Oturduğum yerden pervazlarına dokunuyorum korkularımın, beni bulsaydın belki de iyileştirebilirdim. Sevilmek iyi ediyor, sevilmek yaşatıyor insanı.
Arıyorsun yine beni gözlerinle. “Buradayım” sesinde sedası oluyor bekleyişlerinin. Aynı gemide, aynı tramvayda, aynı metroda, aynı marmarayda, aynı otobüste ve aynı dipsizliğinde buluşmak için söz verilen mutluluğu değiliz birbirimizin.
Beni yine kimse yakalamadı. Boşuna bakma. Sen de bulamadın. O pencerede de değilim. Duvarların karolarına büyük harflerle eşeliyorum, umut, dünden soysuz ve istiridyesinde saklananlar kulübüne bir hoşça kal daha attım. Olmayan bir seni daha sakladım. Sen beni bulamazsın.
O gökyüzünde de değilim. Hayır, oradaki martının ağzında da değilim ve hayır o kedinin yaralı kuyruğunda da değilim. Şu köşede diyerek tarif ederdim ama; bulunmayanlar talihinde oy çokluğuyla kabul görmüşüm bir kere.

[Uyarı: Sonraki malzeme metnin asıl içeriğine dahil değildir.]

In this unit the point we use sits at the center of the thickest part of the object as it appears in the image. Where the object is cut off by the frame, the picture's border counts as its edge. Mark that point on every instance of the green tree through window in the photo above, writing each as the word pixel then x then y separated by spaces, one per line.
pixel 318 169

Zamanında “Ben buradayım” diyerek sevdim, “Buradayım” dediğim sevdiğimin yoktum hatıra fabrikasında. Bu yüzden, iç sesimin iş bilmez halleri cemiyetin en sessiz ricası olur. Çeker misin gözlerine perdeyi? Bak, ben penceremin sessiz tülünü kalbimden ve gözlerimden izin isteyerek çektim bile.